Nice Gal recovery means detaching personal worth from external sources of validation: feeling esteemed and good enough outside of achievements, status, or the opinions of others.

TIP: Work with a qualified coach or therapist to support you to develop a secure sense of self-worth. This will make you invulnerable to criticism and more open to love.

10. The Nice Gal is Afraid to be Alone

Lacking strong source of maternal love, unloved daughters often feel a sense of isolation long after childhood has ended. Having been denied validation and support from key caregivers, they still look to ‘others’ to feel good about themselves. Being alone can trigger the same faulty messages she received in childhood, whether spoken or implied, of being unlovable, unworthy and lacking. Yet, it is precisely these beliefs which set up a Nice Gal to enter into relationships that reflect these old falsehoods about herself.

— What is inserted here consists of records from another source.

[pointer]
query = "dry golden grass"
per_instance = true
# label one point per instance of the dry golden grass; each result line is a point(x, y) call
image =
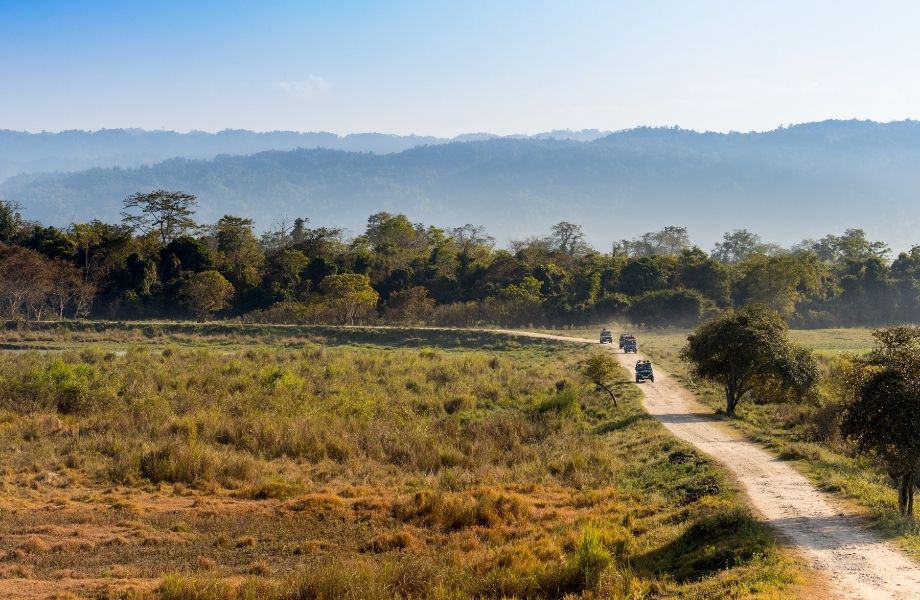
point(329, 471)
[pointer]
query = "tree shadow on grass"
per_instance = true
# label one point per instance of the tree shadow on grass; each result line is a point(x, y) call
point(611, 426)
point(711, 544)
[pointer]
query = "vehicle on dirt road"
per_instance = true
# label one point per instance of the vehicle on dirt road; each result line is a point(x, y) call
point(644, 371)
point(630, 345)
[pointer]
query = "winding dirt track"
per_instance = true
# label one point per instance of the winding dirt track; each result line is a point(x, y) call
point(855, 561)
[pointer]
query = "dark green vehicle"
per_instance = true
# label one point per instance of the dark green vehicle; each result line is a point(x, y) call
point(644, 371)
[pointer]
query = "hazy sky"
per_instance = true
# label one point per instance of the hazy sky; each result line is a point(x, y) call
point(450, 67)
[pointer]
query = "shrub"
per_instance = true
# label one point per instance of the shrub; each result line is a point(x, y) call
point(178, 462)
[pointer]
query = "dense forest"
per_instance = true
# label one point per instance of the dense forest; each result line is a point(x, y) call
point(158, 262)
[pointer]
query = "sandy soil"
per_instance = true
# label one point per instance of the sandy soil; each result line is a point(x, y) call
point(854, 560)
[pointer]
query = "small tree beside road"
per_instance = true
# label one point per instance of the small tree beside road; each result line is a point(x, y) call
point(745, 348)
point(350, 295)
point(207, 293)
point(168, 214)
point(884, 416)
point(599, 370)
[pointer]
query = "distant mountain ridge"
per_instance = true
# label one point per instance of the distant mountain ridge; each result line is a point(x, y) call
point(786, 184)
point(75, 150)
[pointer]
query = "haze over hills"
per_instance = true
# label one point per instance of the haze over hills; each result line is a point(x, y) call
point(24, 152)
point(786, 184)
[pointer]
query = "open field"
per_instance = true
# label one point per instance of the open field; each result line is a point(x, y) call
point(322, 463)
point(805, 434)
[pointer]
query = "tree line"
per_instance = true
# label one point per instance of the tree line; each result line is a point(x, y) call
point(749, 354)
point(159, 262)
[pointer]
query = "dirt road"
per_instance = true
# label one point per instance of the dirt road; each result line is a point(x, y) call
point(855, 561)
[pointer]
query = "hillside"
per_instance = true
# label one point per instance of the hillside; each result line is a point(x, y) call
point(23, 152)
point(786, 184)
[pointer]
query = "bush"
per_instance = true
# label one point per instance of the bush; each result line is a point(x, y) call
point(64, 386)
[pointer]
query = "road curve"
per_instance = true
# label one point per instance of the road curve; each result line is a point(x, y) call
point(856, 562)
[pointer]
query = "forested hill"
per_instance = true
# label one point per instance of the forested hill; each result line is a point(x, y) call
point(786, 184)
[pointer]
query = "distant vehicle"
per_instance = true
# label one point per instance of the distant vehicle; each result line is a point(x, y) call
point(644, 371)
point(630, 345)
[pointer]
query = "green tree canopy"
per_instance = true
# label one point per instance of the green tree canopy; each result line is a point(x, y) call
point(599, 369)
point(207, 293)
point(350, 295)
point(743, 347)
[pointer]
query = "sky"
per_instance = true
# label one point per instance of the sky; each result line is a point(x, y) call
point(444, 68)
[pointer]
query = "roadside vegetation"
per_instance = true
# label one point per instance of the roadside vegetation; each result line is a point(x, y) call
point(835, 432)
point(362, 471)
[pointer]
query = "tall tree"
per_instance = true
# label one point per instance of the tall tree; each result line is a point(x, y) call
point(569, 238)
point(736, 246)
point(884, 416)
point(240, 254)
point(10, 221)
point(350, 295)
point(168, 214)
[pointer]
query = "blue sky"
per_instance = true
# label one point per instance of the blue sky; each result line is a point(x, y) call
point(444, 68)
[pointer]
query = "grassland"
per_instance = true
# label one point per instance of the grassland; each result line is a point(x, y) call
point(239, 463)
point(806, 433)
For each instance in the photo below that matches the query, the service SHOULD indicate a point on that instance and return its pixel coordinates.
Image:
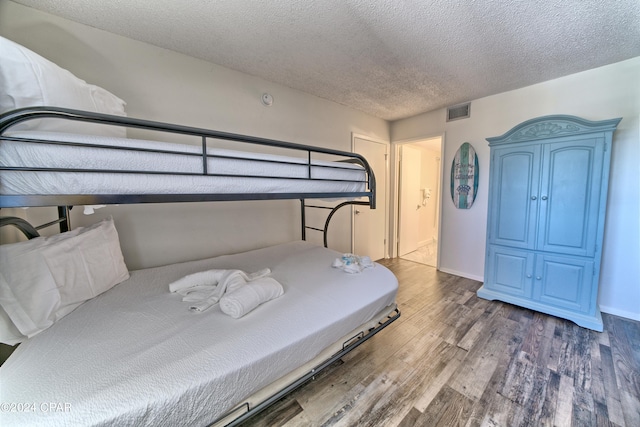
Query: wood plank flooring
(453, 359)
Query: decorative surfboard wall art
(464, 177)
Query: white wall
(163, 85)
(598, 94)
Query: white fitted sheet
(136, 355)
(16, 153)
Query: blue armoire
(547, 197)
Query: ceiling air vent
(458, 112)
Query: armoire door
(570, 196)
(514, 196)
(564, 282)
(510, 271)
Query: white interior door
(409, 199)
(370, 225)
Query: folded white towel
(246, 298)
(352, 263)
(204, 289)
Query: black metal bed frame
(65, 201)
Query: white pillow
(28, 80)
(44, 279)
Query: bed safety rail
(12, 118)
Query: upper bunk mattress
(161, 168)
(136, 355)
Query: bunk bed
(133, 355)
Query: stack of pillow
(44, 279)
(29, 80)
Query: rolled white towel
(246, 298)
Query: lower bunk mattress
(136, 355)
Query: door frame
(381, 202)
(395, 188)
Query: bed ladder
(333, 210)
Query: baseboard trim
(620, 313)
(461, 274)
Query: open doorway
(419, 189)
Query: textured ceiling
(389, 58)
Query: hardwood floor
(453, 359)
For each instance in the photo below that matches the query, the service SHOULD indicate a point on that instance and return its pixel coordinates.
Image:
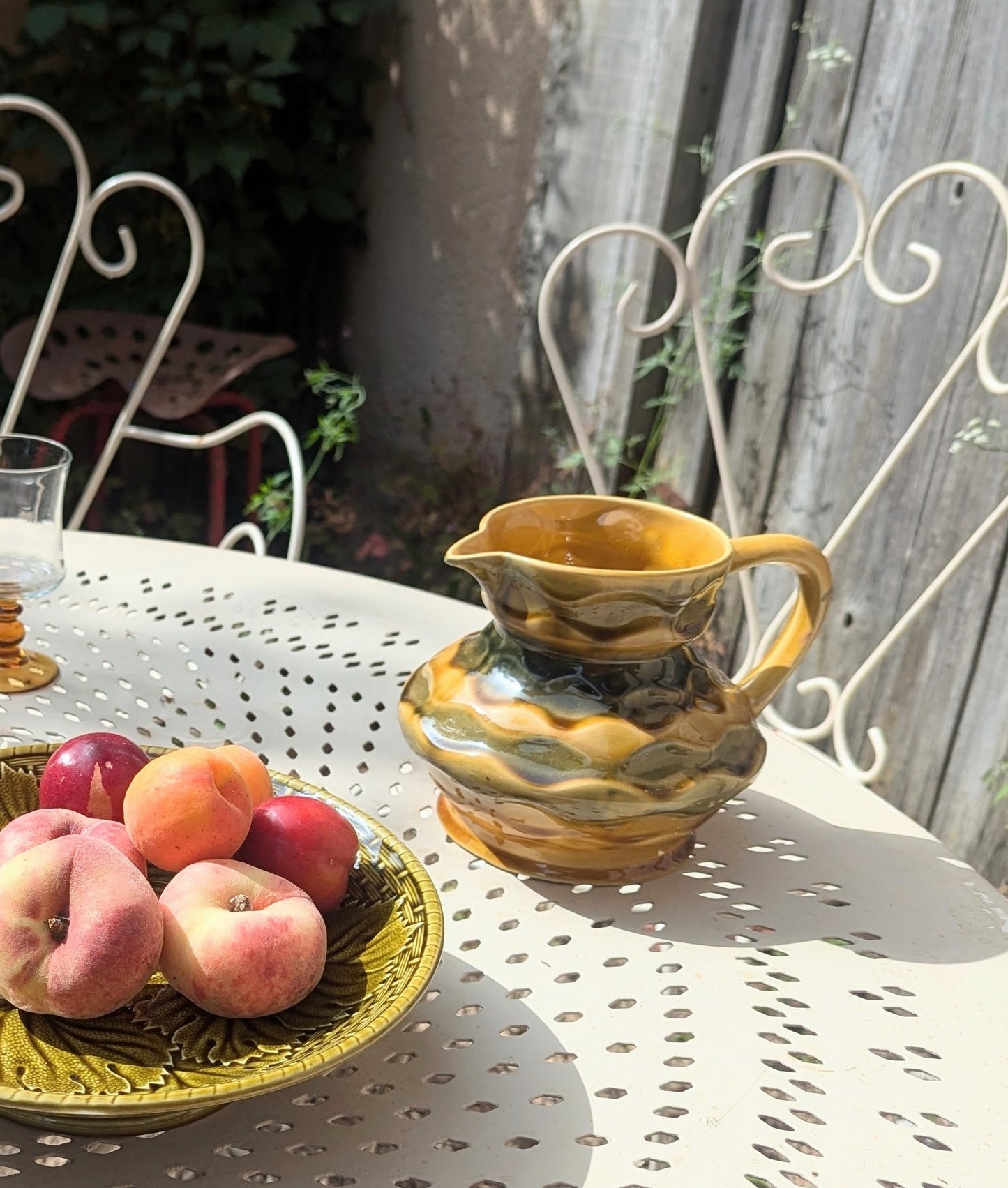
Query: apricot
(80, 929)
(260, 785)
(43, 825)
(239, 941)
(188, 806)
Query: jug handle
(767, 675)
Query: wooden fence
(827, 384)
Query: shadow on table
(473, 1088)
(767, 873)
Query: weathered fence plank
(749, 126)
(612, 158)
(834, 382)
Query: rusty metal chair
(93, 358)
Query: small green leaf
(275, 40)
(158, 42)
(276, 69)
(294, 202)
(266, 93)
(43, 22)
(93, 15)
(243, 42)
(331, 204)
(200, 158)
(175, 22)
(216, 29)
(235, 158)
(299, 15)
(128, 40)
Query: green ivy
(253, 107)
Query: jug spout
(597, 579)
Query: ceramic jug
(578, 737)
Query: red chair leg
(228, 400)
(103, 409)
(216, 496)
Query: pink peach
(43, 825)
(188, 806)
(240, 942)
(80, 929)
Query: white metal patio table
(816, 998)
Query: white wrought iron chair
(688, 303)
(80, 238)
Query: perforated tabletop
(815, 1000)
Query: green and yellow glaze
(578, 737)
(160, 1061)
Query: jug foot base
(458, 831)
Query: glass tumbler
(32, 480)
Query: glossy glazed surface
(580, 737)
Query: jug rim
(454, 556)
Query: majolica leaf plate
(160, 1061)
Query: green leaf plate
(160, 1061)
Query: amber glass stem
(12, 632)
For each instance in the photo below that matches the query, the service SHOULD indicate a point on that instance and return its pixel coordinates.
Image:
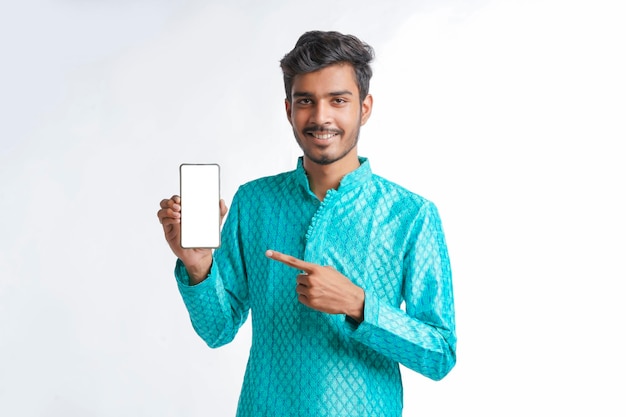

*Breaking the habit of attracting the past requires revising the unconscious beliefs that were created to cope with the pain of rejection and neglect experienced. It takes some time and skilled professional to trace back, acknowledge and re-frame personal pain, but it is worth it! Note: If the pain of childhood occurred in isolation, self-helping DYI style won’t work. Healing requires that you experience non-judgmental, loving connection.

11. The Nice Gal Lives on Hope

Hope is not a strategy, but it can help weather the rough patches of disappointment. However, when a Nice Gal puts all her trust and hope in someone else who isn’t demonstrating the care, honesty, commitment or real love she needs, she sets herself up for failure. She hopes she’ll be loved and supported, but instead endures further abandonment, rejection or betrayal. My invitation for every Nice Gal is to place HOPE in her inherent worth and in her ability to heal. Hope in a loving universe or God who wants her good, happiness, and fulfillment, and looks at her adoringly with complete delight and love.

EXERCISE: Look at a picture of yourself when you were a young girl or child. Notice how trusting, open, delightful and innocent that younger self is and pour out the love you can’t help but feel for this beautiful child. Let yourself send the love and care she needs and let it embrace you both now.

Nice Gals aren’t doomed to settle for less or repeat the pain or mistakes of the past if they dedicate themselves to healing the false assumptions around their worth and lovability.

One thing I know to be true is that no matter what is that every Nice Gal is good enough and worth loving.